"And av coorse it's goin' to the berrin, you are, Mr. Coogan, and long life to you."
"Aye, boys.—It's hard for an owld horse to leave off his thricks."
"Owld is it?—faix and it's yourself that has more heart in you this blessed mornin' than many a man that's not half your age."
"By dad I'm not a cowlt, boys, though I kick up my heels sometimes."
"Well, you'll never do it younger, sir,—but sure why wouldn't you be there when all the counthry is goin' I hear, and no wondher sure.—By the hole in my hat it's enough, so it is, to make a sick man lave his bed to see the fun that'll be in it, and sure it's right and proper, and shows the sperit that's in the counthry, when a man like yourself, Mr. Coogan, joins the poor people in doin' it."
"I like to stand up for the right," answered the old man.
"And always was a good warrant to do that same," said Larry, in his most laudatory tone.
"Will you tell us who's that forninst us an the road there?" asked the old man, as he pointed to a person that seemed to make his way with some difficulty, for he laboured under an infirmity of limb that caused a grotesque jerking action in his walk, if walk it might be called.
"Why, thin, don't you know him, Mr.

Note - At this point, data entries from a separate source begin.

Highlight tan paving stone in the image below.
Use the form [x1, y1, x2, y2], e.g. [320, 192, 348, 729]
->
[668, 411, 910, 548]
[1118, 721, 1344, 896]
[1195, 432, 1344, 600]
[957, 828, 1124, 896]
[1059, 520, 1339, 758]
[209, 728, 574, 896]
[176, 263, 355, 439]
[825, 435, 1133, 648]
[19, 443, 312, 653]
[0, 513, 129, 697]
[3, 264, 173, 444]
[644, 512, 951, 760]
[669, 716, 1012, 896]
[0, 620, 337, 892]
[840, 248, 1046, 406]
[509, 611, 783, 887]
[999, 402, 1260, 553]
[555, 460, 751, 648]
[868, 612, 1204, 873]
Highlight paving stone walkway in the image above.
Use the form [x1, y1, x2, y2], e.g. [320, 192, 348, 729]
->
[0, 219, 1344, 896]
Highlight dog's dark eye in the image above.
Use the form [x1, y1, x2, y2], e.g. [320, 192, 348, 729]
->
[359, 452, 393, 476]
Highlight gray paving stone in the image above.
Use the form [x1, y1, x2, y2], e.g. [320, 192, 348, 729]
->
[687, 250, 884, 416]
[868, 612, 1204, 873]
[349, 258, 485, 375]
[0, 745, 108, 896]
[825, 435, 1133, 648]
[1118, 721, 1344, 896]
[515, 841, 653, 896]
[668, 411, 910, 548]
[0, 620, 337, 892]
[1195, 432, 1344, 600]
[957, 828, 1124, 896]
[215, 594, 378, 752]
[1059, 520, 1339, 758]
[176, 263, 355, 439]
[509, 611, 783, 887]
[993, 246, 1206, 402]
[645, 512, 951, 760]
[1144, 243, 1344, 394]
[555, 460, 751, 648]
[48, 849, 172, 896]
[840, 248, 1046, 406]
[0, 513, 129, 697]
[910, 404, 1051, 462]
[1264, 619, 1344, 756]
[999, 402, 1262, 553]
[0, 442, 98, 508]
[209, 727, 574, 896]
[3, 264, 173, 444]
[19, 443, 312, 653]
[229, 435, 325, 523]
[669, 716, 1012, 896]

Coogan? by dad I thought there wasn't a parish in the country that didn't know poor Hoppy Houligan."
It has been often observed before, the love of soubriquet that the Irish possess; but let it not be supposed that their nicknames are given in a spirit of unkindness—far from it. A sense of the ridiculous is so closely interwoven in an Irishman's nature, that he will even jest upon his own misfortunes; and while he indulges in a joke (one of the few indulgences he can command), the person that excites it may as frequently be the object of his openheartedness as his mirth.